During the day the heat in the cage should be 80 -95 F, while at night 70 -85 F.


----------



## Guest (Aug 11, 2008)

AS fan said:


> "Veiled chameleons sleep at night and should have the lights out. During the day, bright lights should be placed on top of the enclosure to allow the chameleon to climb upward to find heat. During the day, the gradient of heat in the cage should be 80_F to 95_F, while at night 70_F to 85_F. The chameleon will seek its own level of comfort by choosing its height within the cage. Heat emmitters which do not produce light are readily available from pet stores for night time use. Because chameleons' primary heat sensors are on their backs, chameleons should not be given "heat rocks" or under substrate heating pads; the use of these items could result in your chameleon being badly burned."
> http://www.veiled-chameleon.com/care-sheet.html
> I hope that helps a little i dont know how valid the source is never did research on this type of animal.


Seems pretty legit, the info you gave was very similar to the info I read in one of the books at work.

Thanks.

Any more input would be appreciated!


----------



## Tensa (Jul 28, 2008)

DannyBoy17 said:


> "Veiled chameleons sleep at night and should have the lights out. During the day, bright lights should be placed on top of the enclosure to allow the chameleon to climb upward to find heat. During the day, the gradient of heat in the cage should be 80_F to 95_F, while at night 70_F to 85_F. The chameleon will seek its own level of comfort by choosing its height within the cage. Heat emmitters which do not produce light are readily available from pet stores for night time use. Because chameleons' primary heat sensors are on their backs, chameleons should not be given "heat rocks" or under substrate heating pads; the use of these items could result in your chameleon being badly burned."
> http://www.veiled-chameleon.com/care-sheet.html
> I hope that helps a little i dont know how valid the source is never did research on this type of animal.

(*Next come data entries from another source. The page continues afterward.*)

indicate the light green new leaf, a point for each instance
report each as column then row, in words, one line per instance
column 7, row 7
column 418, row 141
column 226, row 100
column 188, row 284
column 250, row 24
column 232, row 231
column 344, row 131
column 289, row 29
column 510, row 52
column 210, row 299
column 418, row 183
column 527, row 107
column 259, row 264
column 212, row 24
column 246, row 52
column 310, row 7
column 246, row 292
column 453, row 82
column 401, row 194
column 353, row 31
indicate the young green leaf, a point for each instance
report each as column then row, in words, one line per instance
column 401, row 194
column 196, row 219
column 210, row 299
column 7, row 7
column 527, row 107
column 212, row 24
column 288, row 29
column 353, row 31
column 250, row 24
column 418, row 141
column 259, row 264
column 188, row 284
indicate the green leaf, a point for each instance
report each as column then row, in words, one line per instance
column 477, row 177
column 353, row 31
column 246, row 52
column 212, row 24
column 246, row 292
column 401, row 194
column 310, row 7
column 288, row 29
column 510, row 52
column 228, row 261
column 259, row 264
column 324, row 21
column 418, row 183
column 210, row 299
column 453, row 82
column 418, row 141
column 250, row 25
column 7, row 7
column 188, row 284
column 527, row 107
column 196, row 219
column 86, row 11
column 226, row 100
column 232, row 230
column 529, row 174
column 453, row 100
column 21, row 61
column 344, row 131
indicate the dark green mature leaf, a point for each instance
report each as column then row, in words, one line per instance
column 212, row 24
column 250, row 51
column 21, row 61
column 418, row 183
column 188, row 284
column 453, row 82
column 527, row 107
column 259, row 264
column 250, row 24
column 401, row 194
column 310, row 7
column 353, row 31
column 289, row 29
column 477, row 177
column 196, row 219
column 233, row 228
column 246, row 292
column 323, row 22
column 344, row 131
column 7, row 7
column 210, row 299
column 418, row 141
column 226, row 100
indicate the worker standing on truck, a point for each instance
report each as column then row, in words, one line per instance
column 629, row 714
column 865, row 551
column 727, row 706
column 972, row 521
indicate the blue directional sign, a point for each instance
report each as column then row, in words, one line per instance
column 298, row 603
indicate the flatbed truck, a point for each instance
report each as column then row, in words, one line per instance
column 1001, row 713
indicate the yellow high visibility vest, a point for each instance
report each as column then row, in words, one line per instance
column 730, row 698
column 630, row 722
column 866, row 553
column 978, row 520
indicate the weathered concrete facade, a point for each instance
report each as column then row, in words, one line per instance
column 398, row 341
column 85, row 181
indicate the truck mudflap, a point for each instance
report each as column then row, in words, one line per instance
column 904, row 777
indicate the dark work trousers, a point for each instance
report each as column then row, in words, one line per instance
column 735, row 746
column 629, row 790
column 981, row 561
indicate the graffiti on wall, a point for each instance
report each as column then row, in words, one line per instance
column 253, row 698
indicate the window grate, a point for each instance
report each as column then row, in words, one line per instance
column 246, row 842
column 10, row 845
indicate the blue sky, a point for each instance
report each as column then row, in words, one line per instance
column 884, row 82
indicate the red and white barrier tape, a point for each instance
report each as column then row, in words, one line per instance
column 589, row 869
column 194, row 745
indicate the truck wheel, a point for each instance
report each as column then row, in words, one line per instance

Seems pretty legit, the info you gave was very similar to the info I read in one of the books at work.

Thanks.

Any more input would be appreciated!
[/quote]

Your welcome the only other thing I can think of is


----------



## Guest (Aug 11, 2008)

I only took a couple tonight, one of which can be found in this thread:

http://www.piranha-fury.com/pfury/index.php?showtopic=174862


----------



## Tensa (Jul 28, 2008)

Very nice they look good.


----------



## TimmyTeam (Jun 20, 2003)

u can leave the infrared bulbs on 24/7 if u want due to the fact your little buddy's eyes doesnt pick up the light it puts off so it wonbt stress it out like leaving a normal light on would.


----------



## Guest (Aug 11, 2008)

Well, I actually found one of the blue night lights that put out a bit of heat last night, kept it on all night. I'm going to set it up so that the blue light comes on at night, while my heat and UV lights come on during the day.

Thanks Timmy! Good to know.


----------



## Mettle (Dec 29, 2003)

I've heard that the red bulbs are better for desert species as they tend to dry out the animal's skin somewhat. Not sure how true that is - but I'm sure the blue is a better choice for some nighttime heat.

You can also look into radiant heat panels. More expensive. But worth it when the little guy gets much bigger.


----------



## Guest (Aug 11, 2008)

I almost got one of those too, but I wouldn't be able to mount it, and it would do much underneath the mulch because they only take in heat through their backs.

I agree I am going to keep the blue bulb.


----------